“It broke my heart.”
It’s a common thing we say when something painful or sad happens, like a breakup with your significant other or the death of a loved one. But our hearts don’t actually break into pieces like they do on cartoons, right?
Technically no, but you can experience broken heart syndrome — a condition known medically as takotsubo cardiomyopathy. A new report published in The New England Journal of Medicine details the case of Joanie Simpson, a 61-year-old Texas woman who developed the condition after the death of her beloved Yorkshire Terrier, Meha.
Simpson’s symptoms started soon after her dog’s death and got so severe that she was airlifted from her local emergency room to Memorial Hermann Heart & Vascular Institute in Houston where they diagnosed her with takotsubo cardiomyopathy.
Broken heart syndrome can be triggered by more than sad events
Takotsubo cardiomyopathy typically occurs after a person — even a healthy one — experiences emotional or physical stress. "The heart muscle suddenly weakens and doesn't squeeze the way it should” leading to broken heart syndrome symptoms like low blood pressure and even congestive heart failure, Dr. Ilan Wittstein, a cardiologist at Johns Hopkins and broken-heart syndrome researcher, told The Washington Post.
It’s typically associated with sadness, but “a whole variety of emotional triggers can cause it," he says. One woman even developed takotsubo cardiomyopathy after a surprise birthday party, according to a 2005 study from Johns Hopkins Hospital.
As many as 2 percent of people can develop the syndrome, but it typically affects women like Simpson ranging from 58 to 75. The reason isn’t exactly known, but it’s likely due to a drop in estrogen. In Simpson’s case, it seems like Meha’s death was the nail in the proverbial coffin after a stressful few months. “It was such a horrendous thing to have to witness,” Simpson told The Post of Meha’s death at home. “When you’re already kind of upset about other things, it’s like a brick on a scale. I mean, everything just weighs on you.”

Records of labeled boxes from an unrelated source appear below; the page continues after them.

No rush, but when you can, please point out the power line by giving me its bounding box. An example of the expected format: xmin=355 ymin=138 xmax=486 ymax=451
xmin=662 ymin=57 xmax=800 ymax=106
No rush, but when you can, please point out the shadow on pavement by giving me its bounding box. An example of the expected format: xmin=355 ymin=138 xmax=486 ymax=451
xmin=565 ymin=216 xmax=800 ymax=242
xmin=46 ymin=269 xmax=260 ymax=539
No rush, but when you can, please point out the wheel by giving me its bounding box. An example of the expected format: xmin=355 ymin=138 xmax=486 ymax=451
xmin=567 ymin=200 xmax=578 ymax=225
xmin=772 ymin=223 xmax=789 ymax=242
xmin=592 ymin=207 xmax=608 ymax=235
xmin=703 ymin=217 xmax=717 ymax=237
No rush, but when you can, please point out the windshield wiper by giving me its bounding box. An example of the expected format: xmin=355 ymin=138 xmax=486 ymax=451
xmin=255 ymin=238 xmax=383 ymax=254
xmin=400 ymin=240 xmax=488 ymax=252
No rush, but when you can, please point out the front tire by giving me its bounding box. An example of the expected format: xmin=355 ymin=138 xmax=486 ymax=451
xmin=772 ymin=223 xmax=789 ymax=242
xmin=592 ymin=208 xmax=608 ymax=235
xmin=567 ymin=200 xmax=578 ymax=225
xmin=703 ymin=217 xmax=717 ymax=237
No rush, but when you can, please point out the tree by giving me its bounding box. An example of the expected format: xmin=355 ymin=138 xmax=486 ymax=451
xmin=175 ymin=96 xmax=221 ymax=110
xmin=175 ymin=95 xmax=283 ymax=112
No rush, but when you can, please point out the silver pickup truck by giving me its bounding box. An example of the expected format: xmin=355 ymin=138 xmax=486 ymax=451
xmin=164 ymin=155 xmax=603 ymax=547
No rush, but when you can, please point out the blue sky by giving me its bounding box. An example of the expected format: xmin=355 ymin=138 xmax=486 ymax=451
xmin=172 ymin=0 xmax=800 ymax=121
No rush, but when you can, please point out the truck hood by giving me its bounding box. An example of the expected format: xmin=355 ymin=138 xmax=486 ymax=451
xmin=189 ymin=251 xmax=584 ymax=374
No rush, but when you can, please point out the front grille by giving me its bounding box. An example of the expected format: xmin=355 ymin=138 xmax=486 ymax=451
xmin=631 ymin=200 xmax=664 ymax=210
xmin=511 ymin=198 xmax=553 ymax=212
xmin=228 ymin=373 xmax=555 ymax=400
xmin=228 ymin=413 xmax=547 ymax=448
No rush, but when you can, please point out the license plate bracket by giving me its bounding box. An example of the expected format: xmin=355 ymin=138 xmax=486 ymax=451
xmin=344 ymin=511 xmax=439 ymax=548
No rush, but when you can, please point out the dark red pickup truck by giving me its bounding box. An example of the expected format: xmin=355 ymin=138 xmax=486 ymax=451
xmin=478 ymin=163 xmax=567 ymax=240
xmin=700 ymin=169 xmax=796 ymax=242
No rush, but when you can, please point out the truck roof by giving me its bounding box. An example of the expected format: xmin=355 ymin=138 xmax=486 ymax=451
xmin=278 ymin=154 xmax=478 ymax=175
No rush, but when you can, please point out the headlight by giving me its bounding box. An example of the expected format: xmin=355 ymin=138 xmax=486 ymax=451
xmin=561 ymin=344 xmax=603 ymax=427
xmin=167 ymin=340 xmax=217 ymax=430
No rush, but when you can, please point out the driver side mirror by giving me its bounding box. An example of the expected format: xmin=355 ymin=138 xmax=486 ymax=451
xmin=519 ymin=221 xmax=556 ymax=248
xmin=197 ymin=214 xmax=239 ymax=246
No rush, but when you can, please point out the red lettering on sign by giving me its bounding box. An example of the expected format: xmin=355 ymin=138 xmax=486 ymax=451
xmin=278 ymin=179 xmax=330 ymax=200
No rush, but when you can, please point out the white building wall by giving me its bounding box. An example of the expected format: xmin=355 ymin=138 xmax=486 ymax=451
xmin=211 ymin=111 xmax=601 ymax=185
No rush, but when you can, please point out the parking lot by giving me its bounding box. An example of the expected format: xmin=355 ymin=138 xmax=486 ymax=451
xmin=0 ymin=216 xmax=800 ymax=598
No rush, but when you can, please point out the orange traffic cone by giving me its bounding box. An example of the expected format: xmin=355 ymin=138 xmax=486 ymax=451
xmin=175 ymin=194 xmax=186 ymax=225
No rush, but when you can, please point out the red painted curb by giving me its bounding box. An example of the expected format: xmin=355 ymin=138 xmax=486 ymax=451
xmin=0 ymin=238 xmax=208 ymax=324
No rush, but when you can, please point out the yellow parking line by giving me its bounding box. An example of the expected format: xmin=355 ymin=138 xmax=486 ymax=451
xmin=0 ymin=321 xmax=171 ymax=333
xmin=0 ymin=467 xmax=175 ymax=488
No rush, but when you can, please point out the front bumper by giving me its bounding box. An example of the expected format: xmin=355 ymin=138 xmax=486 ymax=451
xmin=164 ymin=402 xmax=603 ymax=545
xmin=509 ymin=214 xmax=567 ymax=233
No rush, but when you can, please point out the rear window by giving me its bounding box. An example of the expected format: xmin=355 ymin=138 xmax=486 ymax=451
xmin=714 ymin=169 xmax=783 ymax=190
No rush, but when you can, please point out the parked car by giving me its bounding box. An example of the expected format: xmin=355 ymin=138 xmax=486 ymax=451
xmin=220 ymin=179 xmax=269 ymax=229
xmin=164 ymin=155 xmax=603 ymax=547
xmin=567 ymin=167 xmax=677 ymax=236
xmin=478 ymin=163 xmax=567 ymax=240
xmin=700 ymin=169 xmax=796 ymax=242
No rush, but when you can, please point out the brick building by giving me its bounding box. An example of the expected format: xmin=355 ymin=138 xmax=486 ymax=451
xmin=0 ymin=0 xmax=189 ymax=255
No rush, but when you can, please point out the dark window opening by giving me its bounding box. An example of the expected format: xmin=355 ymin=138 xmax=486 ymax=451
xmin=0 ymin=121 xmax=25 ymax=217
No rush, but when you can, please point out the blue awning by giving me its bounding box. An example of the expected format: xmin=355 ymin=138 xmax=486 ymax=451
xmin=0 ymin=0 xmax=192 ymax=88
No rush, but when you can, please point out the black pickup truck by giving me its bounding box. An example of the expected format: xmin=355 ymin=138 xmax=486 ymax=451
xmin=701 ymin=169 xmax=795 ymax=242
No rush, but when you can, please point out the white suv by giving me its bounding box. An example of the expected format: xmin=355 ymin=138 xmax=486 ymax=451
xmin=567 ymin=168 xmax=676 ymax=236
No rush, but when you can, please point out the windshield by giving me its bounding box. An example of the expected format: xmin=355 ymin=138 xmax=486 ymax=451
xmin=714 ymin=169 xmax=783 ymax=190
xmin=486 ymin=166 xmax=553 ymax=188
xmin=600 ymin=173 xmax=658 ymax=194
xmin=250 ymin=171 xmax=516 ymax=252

The good news is that it’s typically not fatal and broken heart syndrome treatment can be simple. Simpson was home within a few days and is taking heart medication as a preventative.
And, even after all this, she’s ready to get another dog.
“It is heartbreaking. It is traumatic. It is all of the above,” Simpson said of Meha’s death. “But you know what? They give so much love and companionship that I’ll do it again. I will continue to have pets. That’s not going to stop me.”